Frequently Asked Questions
Q: Can I use a different type of apple?
A: Yes! While McIntosh apples provide a lovely sweetness and texture, you can substitute with other varieties like Gala, Honeycrisp, or Fuji.
Q: Can I make this soup ahead of time?
A: Absolutely! This soup tastes even better the next day. Store it in an airtight container in the refrigerator for up to 3 days.
Q: Is this soup suitable for freezing?
A: Yes, it freezes well! Allow the soup to cool completely before transferring it to a freezer-safe container. It can be frozen for up to 2 months.

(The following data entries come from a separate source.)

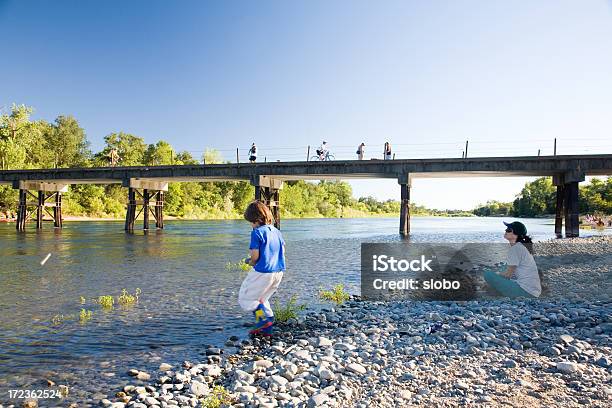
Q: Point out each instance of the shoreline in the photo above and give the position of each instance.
(493, 352)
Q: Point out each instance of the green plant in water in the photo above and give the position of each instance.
(238, 266)
(85, 316)
(337, 295)
(57, 319)
(289, 311)
(218, 397)
(128, 299)
(106, 302)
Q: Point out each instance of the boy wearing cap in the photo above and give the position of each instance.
(521, 279)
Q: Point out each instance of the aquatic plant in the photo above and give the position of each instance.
(238, 266)
(58, 319)
(128, 299)
(337, 295)
(106, 302)
(85, 316)
(218, 397)
(289, 311)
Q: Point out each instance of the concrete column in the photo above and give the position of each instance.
(572, 221)
(559, 214)
(22, 211)
(571, 179)
(559, 211)
(40, 209)
(145, 209)
(404, 181)
(57, 211)
(131, 210)
(267, 190)
(159, 210)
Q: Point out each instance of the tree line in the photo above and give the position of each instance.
(539, 197)
(38, 144)
(30, 144)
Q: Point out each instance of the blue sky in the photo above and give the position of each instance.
(424, 75)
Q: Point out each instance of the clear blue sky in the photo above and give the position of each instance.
(424, 75)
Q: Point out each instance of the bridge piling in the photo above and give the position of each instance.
(145, 209)
(267, 190)
(159, 210)
(21, 211)
(404, 182)
(151, 189)
(570, 202)
(41, 204)
(559, 212)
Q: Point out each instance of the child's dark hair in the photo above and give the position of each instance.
(525, 240)
(258, 212)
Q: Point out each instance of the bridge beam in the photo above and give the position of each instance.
(570, 202)
(559, 213)
(404, 181)
(45, 191)
(151, 189)
(267, 190)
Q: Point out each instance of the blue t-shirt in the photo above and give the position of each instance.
(270, 243)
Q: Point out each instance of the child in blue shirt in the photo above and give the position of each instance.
(267, 250)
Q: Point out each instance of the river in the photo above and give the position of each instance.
(188, 297)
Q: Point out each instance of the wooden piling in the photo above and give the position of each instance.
(559, 211)
(159, 210)
(40, 209)
(130, 215)
(145, 209)
(57, 211)
(405, 210)
(572, 222)
(22, 211)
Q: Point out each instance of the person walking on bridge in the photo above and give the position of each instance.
(360, 151)
(387, 151)
(253, 153)
(267, 251)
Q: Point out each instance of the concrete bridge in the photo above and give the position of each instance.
(146, 185)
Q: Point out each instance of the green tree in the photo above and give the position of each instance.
(536, 198)
(159, 154)
(131, 149)
(212, 156)
(67, 143)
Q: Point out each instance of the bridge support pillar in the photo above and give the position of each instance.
(151, 189)
(45, 192)
(559, 213)
(570, 203)
(405, 183)
(267, 190)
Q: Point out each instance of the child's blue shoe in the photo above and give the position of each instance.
(267, 331)
(262, 321)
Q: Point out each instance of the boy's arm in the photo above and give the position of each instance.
(509, 272)
(254, 256)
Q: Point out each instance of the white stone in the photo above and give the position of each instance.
(198, 389)
(567, 367)
(356, 368)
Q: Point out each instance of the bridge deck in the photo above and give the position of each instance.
(588, 165)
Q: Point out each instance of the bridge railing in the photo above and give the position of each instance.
(420, 150)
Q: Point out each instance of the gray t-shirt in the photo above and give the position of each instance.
(526, 272)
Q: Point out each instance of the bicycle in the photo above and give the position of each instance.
(327, 157)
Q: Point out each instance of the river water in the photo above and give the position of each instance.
(188, 297)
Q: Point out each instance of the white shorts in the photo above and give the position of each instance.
(257, 288)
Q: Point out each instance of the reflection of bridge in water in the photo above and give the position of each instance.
(146, 185)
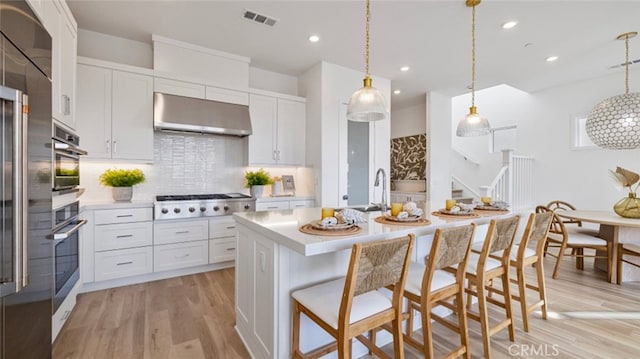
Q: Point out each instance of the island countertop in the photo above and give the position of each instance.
(283, 227)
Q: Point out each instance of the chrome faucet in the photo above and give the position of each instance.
(383, 203)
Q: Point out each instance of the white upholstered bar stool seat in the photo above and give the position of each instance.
(322, 300)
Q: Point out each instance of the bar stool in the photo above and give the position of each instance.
(430, 286)
(530, 251)
(492, 263)
(362, 307)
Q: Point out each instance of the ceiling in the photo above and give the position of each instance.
(432, 37)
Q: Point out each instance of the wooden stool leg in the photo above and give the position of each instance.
(507, 305)
(295, 340)
(542, 289)
(484, 319)
(522, 292)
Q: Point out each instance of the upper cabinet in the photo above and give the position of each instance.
(59, 22)
(278, 127)
(116, 108)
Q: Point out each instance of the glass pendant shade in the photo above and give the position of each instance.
(615, 122)
(367, 104)
(473, 124)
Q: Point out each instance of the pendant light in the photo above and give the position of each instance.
(615, 122)
(367, 104)
(473, 124)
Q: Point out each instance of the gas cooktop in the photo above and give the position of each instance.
(202, 205)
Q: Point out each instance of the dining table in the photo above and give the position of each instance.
(615, 229)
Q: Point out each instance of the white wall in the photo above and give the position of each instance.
(544, 132)
(408, 121)
(273, 81)
(327, 88)
(438, 148)
(115, 49)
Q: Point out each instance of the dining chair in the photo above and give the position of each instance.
(563, 239)
(350, 306)
(626, 249)
(430, 286)
(483, 269)
(529, 252)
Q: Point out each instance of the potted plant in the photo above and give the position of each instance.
(121, 182)
(256, 181)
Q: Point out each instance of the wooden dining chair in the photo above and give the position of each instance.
(485, 268)
(429, 286)
(348, 307)
(576, 241)
(529, 252)
(629, 250)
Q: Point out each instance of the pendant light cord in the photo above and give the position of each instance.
(626, 64)
(473, 55)
(366, 47)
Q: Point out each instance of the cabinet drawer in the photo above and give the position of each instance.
(123, 263)
(180, 255)
(272, 206)
(222, 227)
(225, 95)
(301, 204)
(180, 88)
(176, 232)
(125, 235)
(123, 215)
(222, 250)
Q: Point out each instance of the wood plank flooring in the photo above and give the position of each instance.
(193, 317)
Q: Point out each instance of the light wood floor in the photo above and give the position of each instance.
(193, 317)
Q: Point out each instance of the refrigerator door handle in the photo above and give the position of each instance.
(24, 187)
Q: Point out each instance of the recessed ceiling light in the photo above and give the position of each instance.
(509, 24)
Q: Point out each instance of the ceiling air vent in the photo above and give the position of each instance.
(631, 62)
(259, 18)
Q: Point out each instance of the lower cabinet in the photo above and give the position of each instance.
(180, 255)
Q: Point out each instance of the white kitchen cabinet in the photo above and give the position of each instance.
(116, 112)
(123, 239)
(278, 127)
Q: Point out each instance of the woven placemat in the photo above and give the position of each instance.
(419, 222)
(455, 216)
(308, 229)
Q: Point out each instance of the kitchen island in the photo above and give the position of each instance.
(274, 258)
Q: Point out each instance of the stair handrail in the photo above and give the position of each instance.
(465, 187)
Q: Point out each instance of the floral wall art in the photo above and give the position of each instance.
(408, 157)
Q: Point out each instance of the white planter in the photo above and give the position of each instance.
(122, 194)
(257, 191)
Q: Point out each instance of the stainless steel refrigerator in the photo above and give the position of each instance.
(26, 277)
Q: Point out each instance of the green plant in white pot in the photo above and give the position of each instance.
(122, 182)
(256, 181)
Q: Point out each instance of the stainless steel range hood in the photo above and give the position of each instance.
(186, 114)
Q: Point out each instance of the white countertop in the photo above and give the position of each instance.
(282, 227)
(98, 205)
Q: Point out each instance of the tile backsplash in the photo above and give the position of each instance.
(188, 164)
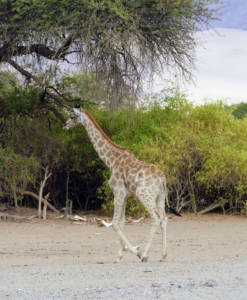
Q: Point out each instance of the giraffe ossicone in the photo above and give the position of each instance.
(130, 178)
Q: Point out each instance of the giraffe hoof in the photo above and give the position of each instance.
(145, 259)
(117, 262)
(139, 254)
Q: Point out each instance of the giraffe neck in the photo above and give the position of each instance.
(106, 149)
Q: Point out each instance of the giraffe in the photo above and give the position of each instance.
(130, 178)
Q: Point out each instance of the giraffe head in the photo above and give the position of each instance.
(77, 117)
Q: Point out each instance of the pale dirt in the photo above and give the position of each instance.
(55, 259)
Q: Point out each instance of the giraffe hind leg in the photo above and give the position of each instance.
(149, 201)
(117, 223)
(160, 202)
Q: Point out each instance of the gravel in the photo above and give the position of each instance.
(194, 279)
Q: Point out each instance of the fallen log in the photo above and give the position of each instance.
(42, 199)
(212, 207)
(17, 217)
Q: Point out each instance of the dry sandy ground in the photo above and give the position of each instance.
(55, 259)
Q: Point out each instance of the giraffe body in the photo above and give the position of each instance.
(130, 178)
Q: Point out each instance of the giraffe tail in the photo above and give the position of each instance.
(172, 210)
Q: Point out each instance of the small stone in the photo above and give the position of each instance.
(156, 284)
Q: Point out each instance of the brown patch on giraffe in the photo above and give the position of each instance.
(90, 117)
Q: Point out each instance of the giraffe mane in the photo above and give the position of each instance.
(102, 132)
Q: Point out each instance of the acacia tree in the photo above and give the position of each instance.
(118, 41)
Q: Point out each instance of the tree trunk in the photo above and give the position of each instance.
(45, 206)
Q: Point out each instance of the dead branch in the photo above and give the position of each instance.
(42, 200)
(42, 185)
(16, 217)
(212, 207)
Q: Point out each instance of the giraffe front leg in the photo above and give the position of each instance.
(163, 229)
(117, 223)
(121, 224)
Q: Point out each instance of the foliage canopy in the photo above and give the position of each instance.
(120, 42)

Q: Can I add protein to this soup?
A: Certainly! Consider adding a can of chickpeas or white beans during the last 10 minutes of simmering for a boost of protein and fiber.
Q: I don’t have coconut milk, what can I substitute?
A: You can use full-fat oat milk or cashew cream for a similar creamy texture, though the flavor will be slightly different. You could also use light coconut milk, but the soup won’t be as rich.
Golden Milk Carrot & Apple Soup
Ingredients
- 2 tbsp olive oil
- 1 large leek, white part only, thinly sliced 2 cups
- 2.5 lbs carrots, peeled, trimmed and roughly chopped
- 3 medium McIntosh apples, peeled and roughly chopped
- 4 c vegetable stock
- 2 c apple cider
- 1 tsp ground turmeric
- 0.5 tsp cinnamon
- 0.5 inch fresh ginger, grated
- 1 c coconut milk plus more for garnish, optional
- 1-2 tbsp honey
- to taste salt and pepper
Instructions
- In a large pot, heat olive oil over medium heat. Add leek and cook until softened, about 5 minutes.
- Add carrots and apples to the pot and cook for another 5 minutes.
- Pour in vegetable stock and apple cider. Bring to a boil, then reduce heat and simmer for 20 minutes, or until carrots are tender.
- Stir in turmeric and cinnamon. Season with salt and pepper to taste.
- Remove from heat and carefully blend with an immersion blender until smooth. Alternatively, transfer to a regular blender and blend until smooth.
- Stir in coconut milk and honey. Adjust seasoning as needed.
- Serve warm, garnished with a drizzle of coconut milk if desired.